The Army plans to field its ground-mobile Long Range Hypersonic Weapon by 2023 and the Navy says its on track to deploy its Conventional Prompt Strike on destroyers by 2025.
An ability to track and destroy enemy ships at five times the speed of sound, descend upon high-value land targets in minutes from great distances and even intercept incoming anti-ship missiles are things which will soon become realistic when the Navy arms its fleet of destroyers with paradigm-changing, ship-launched hypersonic missiles.
Hypersonic Weapons
“For way too long the Navy has invested in defensive systems. We made a transition to offensive systems and the Navy is leading the way,” Chief of Naval Operations Adm. Michael Gilday told members of the Senate Appropriations Committee – Defense at a 2023 Budget hearing. Responding to inquiries about the program from Sen. Richard Shelby, R-Ala., Gilday explained how the Army and the Navy were collaborating on a Common Hypersonic Glide Body (CHGB) to support hypersonic weapons systems. The Army plans to field its ground-mobile Long Range Hypersonic Weapon by 2023 and the Navy says its on track to deploy its Conventional Prompt Strike on destroyers by 2025.

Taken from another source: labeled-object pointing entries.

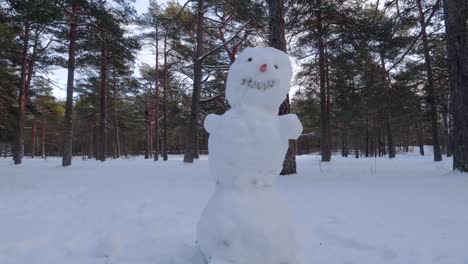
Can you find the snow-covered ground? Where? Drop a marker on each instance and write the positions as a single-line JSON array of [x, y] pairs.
[[409, 210]]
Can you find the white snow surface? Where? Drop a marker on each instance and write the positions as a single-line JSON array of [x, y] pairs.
[[362, 211]]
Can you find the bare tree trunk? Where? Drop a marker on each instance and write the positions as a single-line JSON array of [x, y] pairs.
[[43, 137], [430, 85], [277, 40], [388, 126], [457, 39], [197, 83], [156, 100], [33, 139], [344, 141], [324, 133], [116, 127], [68, 125], [19, 144], [166, 68], [445, 117], [103, 104], [147, 132], [391, 145], [420, 137]]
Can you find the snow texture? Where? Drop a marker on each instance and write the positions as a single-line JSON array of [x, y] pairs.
[[246, 220], [134, 211]]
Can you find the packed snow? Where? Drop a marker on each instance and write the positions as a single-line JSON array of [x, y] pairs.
[[362, 211], [246, 219]]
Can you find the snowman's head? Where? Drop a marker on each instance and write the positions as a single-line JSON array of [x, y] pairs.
[[259, 77]]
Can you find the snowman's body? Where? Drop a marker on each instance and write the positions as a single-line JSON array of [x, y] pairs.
[[246, 221]]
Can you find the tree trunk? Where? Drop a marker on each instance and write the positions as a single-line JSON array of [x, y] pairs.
[[147, 132], [197, 83], [166, 68], [156, 100], [103, 104], [19, 144], [391, 145], [445, 118], [68, 125], [344, 141], [277, 40], [324, 133], [388, 126], [420, 138], [457, 40], [43, 138], [33, 139], [116, 127], [430, 86]]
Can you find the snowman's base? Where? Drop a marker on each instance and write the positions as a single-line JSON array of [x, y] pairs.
[[247, 227]]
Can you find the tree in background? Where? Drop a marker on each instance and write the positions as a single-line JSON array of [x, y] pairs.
[[457, 40]]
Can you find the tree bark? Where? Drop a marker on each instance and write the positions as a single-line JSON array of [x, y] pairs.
[[68, 122], [43, 138], [324, 132], [197, 83], [277, 40], [116, 126], [156, 99], [103, 104], [33, 139], [147, 132], [19, 144], [420, 138], [166, 68], [430, 85], [457, 40]]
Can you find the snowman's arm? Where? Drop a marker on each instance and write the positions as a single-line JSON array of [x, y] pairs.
[[212, 122], [290, 126]]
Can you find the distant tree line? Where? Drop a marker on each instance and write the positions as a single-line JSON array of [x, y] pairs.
[[373, 78]]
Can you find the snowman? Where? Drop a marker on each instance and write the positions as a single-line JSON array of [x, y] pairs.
[[246, 221]]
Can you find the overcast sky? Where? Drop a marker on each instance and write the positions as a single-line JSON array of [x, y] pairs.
[[59, 76]]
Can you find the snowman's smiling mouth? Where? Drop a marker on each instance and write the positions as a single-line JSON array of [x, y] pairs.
[[259, 85]]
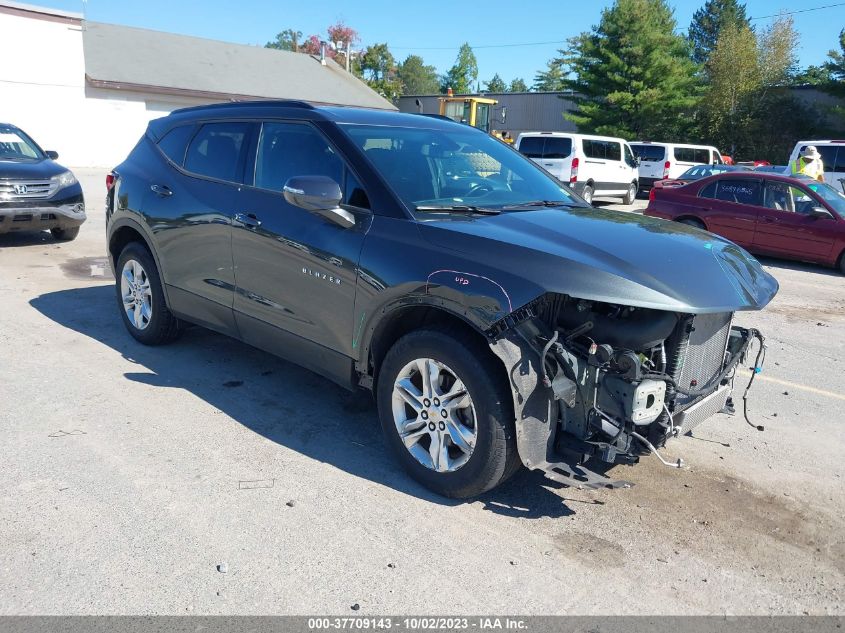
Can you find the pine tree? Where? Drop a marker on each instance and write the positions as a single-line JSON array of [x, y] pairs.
[[463, 75], [632, 74], [497, 84]]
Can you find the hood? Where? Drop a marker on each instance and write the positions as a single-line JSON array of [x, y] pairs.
[[609, 256], [29, 169]]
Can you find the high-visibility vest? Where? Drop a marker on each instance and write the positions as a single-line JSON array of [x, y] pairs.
[[812, 168]]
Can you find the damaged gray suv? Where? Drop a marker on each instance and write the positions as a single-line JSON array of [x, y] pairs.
[[499, 320]]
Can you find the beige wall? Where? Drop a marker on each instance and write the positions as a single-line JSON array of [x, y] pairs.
[[44, 92]]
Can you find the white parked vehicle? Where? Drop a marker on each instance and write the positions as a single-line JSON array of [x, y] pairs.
[[659, 161], [590, 164], [833, 158]]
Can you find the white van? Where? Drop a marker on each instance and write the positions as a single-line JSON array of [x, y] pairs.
[[833, 158], [591, 165], [670, 160]]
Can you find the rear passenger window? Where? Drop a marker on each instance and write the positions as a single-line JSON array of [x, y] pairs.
[[173, 143], [557, 147], [286, 150], [709, 191], [594, 149], [531, 146], [216, 149], [739, 191], [649, 153]]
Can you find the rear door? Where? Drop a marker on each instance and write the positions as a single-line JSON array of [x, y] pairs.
[[785, 226], [730, 208], [190, 208]]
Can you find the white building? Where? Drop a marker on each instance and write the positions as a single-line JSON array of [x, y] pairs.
[[87, 90]]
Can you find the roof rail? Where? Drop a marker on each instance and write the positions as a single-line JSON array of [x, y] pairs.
[[265, 103]]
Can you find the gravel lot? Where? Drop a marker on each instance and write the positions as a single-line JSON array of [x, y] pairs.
[[208, 477]]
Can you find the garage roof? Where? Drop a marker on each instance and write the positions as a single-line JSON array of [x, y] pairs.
[[122, 57]]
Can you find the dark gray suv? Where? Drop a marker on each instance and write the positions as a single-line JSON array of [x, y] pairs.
[[498, 319]]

The glide body is a warhead which gets thrust into the atmosphere at hypersonic speeds traveling five or more times the speed of sound. Once airborne, the weapon can skip along the upper boundaries of the earth’s atmosphere before relying upon the sheer speed of its descent onto a target. Destruction of a target can be accomplished by the sheer force and speed of impact.
“Our all-up round (CHGB) is a 34-inch booster which will be common between the Army and the Navy. We will shoot exactly the same thing the Navy shoots out of a sub or ship,” Robert Strider, Deputy, Army Hypersonic Project Office, told an audience Aug. 11 at the Space and Missile Defense Symposium in Huntsville Ala.
Citing the promise of the technology and the rapid progress of the program, Gilday said the Navy’s hypersonics program has met every benchmark milestone. He explained this has been in large measure due to the fact that the Navy doubled its hypersonics budget from $.7 billion to $1.4 billion.